Assume you have a method check() of a class in your Business Layer that does some validations on instances of this class. The checks are of the form if attribute a of that class has a certain value, attribute b needs to have a certain other value (that is a determines b). The method could for instance internally use a map containing all valid combinations of a and b:
public bool check() {
if (mapOfValidCombos.get(a)!=b)
return false;
return true;
}
or it could look them up in an external csv file or it could consist of a list of if statements:
public bool check() {
if (a==1) and (b!=5) then return false;
if (a==2) and (b!=3) then return false;
return true;
}
Now if you would like to unit test that method. What are the testcases you should implement:
- You could test for all valid combinations of a and b, and also the invalid ones (assuming a and b are enumerable types)
- You could only create one testcase per path of that method (e.g. one for a valid combination, one for an invalid one)
Approach number 2 result in less unit testcases (and hence less maintenance effort for them). However where is the right place to actually test that the method is doing the right checks from a business perspective (e.g. if the map of valid combinations has the correct values in it?).
If you go for approach number 1 should you add additional testcases if you change the implementation from lets say Map bases to if statements since you get more executtion paths of your method?
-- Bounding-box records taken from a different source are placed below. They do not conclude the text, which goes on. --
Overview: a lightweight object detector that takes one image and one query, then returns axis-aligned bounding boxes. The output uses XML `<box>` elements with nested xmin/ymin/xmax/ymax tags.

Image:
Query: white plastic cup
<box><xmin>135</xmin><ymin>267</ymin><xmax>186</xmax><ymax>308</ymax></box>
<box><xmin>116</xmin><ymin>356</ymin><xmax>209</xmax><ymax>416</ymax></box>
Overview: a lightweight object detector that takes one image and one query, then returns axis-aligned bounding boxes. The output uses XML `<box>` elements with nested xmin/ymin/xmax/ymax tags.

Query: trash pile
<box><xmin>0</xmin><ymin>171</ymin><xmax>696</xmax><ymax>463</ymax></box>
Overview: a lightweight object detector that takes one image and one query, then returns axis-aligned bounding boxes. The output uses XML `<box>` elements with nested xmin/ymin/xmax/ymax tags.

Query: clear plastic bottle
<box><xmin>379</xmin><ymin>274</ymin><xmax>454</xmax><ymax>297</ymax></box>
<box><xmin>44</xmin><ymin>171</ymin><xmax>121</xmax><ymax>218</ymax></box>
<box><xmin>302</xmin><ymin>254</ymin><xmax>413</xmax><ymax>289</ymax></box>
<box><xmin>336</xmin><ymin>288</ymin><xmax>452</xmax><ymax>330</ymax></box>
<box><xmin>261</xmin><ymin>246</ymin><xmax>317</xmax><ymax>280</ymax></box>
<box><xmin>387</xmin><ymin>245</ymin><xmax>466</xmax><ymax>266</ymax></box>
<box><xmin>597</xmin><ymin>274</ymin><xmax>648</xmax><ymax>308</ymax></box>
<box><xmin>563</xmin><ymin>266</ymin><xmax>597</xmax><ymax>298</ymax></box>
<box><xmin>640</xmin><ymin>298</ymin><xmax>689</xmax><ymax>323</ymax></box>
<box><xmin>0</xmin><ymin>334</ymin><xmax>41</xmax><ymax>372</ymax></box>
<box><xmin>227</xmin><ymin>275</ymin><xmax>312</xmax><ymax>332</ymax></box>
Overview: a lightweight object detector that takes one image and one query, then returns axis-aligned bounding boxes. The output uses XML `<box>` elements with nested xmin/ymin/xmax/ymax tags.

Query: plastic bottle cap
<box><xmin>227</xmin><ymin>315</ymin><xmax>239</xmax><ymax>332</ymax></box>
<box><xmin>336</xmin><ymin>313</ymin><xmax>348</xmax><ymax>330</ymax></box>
EDIT: I was thinking more in terms of what value these tests would add to our test suite. Let's say if go for a map based implementation of the check() method what use is there to duplicate the content of the map into my test case. Regarding hidro hint to use paraterized tests. They still need to get their parameters from somewhere (and most likely not out of check()'s implementation) so the values are somehow duplicated. I was thinking more along the line that the test of the actual values and the completeness of the check method is something done by QA or a business departement in acceptance testing, where as my unit test just check the execution paths of my code and not necessarily all the combinations of allowed values. Any thoughts?